We investigated by the following process

  1. Enable the crsf_rc driver
  2. Write the data (i.e., packet) to _rcs_buf used in the crsf_rc driver on a device
  3. Global buffer overflow vulnerability in the CrsfParser_TryParseCrsfPacket function will be triggered when the CrsfParser_TryParseCrsfPacket function parses this data.

The following packet can trigger the vulnerability as mentioned above.

packet[0] = 0xc8; // MAGIC NUMBER which informs rc packet start
packet[1] = 62; // size of the packet
packet[2] = 100; // packet type ( random, not the 0x16, 0x14 )

Detailed Root Cause


We first assumed that we can write the arbitrary data into _rcs_buf using the following code.

  • /src/drivers/rc/crsf_rc/CrsfRc.cpp #190 line
int new_bytes = ::read(_rc_fd, &_rcs_buf[0], RC_MAX_BUFFER_SIZE);

After that, CrsfParser_TryParseCrsfPacket will be called and parse the information of the rc packet in _rcs_buf.

  • The CrsfParser_TryParseCrsfPacket function checks the following conditions
  1. The first byte of the packet is same with CRSF_HEADER (0xc8). (CrsfParser.cpp:256)
case PARSER_STATE_HEADER:
			if (QueueBuffer_Get(&rx_queue, &working_byte)) {
				if (working_byte == CRSF_HEADER) {
	//...omitted...
  1. Whether the type of the packet is known or not.
    • If the packet’s type is not 0x16 or 0x14, then the working_segment_size sets packet_size(our input) + PACKET_SIZE_TYPE(2);
  2. The working_segment_size should be less or equal than CRSF_MAX_PACKET_LEN which is 64. (if condition in CrsfParser.cpp:298)
    • In that case, if we send the packet which sets size as 62, then working_segment_size will be 64, and this corresponds to the if condition (working_segment_size <= CRSF_MAX_PACKET_LEN).
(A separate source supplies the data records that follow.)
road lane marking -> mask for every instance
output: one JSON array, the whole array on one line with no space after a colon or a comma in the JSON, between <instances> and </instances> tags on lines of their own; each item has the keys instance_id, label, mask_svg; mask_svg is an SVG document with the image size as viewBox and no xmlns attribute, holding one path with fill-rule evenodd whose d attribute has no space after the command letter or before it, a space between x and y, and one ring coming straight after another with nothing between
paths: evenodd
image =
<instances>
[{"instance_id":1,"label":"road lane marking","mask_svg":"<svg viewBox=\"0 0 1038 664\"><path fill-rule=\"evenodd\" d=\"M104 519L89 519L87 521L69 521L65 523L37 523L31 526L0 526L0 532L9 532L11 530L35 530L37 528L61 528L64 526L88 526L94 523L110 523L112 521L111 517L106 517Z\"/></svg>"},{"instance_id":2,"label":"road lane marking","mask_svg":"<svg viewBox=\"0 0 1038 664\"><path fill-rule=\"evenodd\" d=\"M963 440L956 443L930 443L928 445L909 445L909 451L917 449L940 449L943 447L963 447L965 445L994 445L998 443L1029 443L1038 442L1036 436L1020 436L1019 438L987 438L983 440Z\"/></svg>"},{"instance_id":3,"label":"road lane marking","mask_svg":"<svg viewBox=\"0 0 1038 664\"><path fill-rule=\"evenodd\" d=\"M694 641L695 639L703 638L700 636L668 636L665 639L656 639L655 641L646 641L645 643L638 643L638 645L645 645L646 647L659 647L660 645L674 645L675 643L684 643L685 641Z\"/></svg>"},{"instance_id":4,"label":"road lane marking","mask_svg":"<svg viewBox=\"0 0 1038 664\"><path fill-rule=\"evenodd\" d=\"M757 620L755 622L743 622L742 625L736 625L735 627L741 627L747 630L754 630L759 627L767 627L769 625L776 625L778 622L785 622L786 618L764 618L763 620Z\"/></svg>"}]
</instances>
Because the previous condition added 2 with the size of the packet.
    • It makes to pass this if condition, and working_index will set as 2 consequently.
case PARSER_STATE_SIZE_TYPE:
			//PX4_INFO("PARSER_STATE_SIZE_TYPE\n");
			QueueBuffer_Peek(&rx_queue, working_index++, &packet_size); //working_index = 1
			QueueBuffer_Peek(&rx_queue, working_index++, &packet_type); //working_index = 2

			working_descriptor = FindCrsfDescriptor((enum CRSF_PACKET_TYPE)packet_type);

			// If we know what this packet is...
			if (working_descriptor != NULL) {
				//.. the packet's type was 0x16 or 0x14
				//..omitted
				}
			} else {
				// We don't know what this packet is, so we'll let the parser continue
				// just so that we can dequeue it in one shot
				working_segment_size = packet_size + PACKET_SIZE_TYPE_SIZE; //PACKET_SIZE_TYPE_SIZE : 2

				if (working_segment_size > CRSF_MAX_PACKET_LEN) {
					parser_statistics->invalid_unknown_packet_sizes++;
					parser_state = PARSER_STATE_HEADER;
					working_segment_size = HEADER_SIZE;
					working_index = 0;
					buffer_count = QueueBuffer_Count(&rx_queue);
					continue;
				}
			}

			parser_state = PARSER_STATE_PAYLOAD;
			break;
  • Next, in the PARSER_STATE_HEADER part, working_index += working_segment_size is conducted. For our case, working_index is 2 because of the previous parsing part, working_idex will be 2 + 64 = 66.
case PARSER_STATE_PAYLOAD:
			working_index += working_segment_size;
			working_segment_size = CRC_SIZE;
			parser_state = PARSER_STATE_CRC;
			break;
  • The QueueBuffer_PeekBuffer function will be called with the 4th parameter represents size as 67 (because CRC_SIZE is 1)
case PARSER_STATE_CRC:
			// Fetch the suspected packet as a contingous block of memory
			QueueBuffer_PeekBuffer(&rx_queue, 0, process_buffer, working_index + CRC_SIZE);
bool QueueBuffer_PeekBuffer(const QueueBuffer_t *q, const uint32_t index, uint8_t *buffer, const uint32_t size)
{
	uint32_t copy_start;

	//...omitted

	// Check if we can do this in a single shot
	if (copy_start + size <= q->buffer_size) {
		memcpy((void *)buffer, (void *)(q->buffer + copy_start), size); //this will be called

	} 
  • Eventually, the data is copied to process_buffer like this (Our case for QueueBuffer.cpp:153)
memcpy(process_buffer, data, 67);
  • But the initialized size of process_buffer is 64

    #define CRSF_MAX_PACKET_LEN 64
    static uint8_t process_buffer[CRSF_MAX_PACKET_LEN];

Therefore, the Global buffer overflow will be triggered.

PoC ( Reproduce Method )


We want to reproduce this crash using the actual rc packet, but we just triggered this crash in sitl because we don’t have the actual device yet. So, we’ve tested under the situation we can write the arbitrary data in the device using the crsf_rc driver to receive packets.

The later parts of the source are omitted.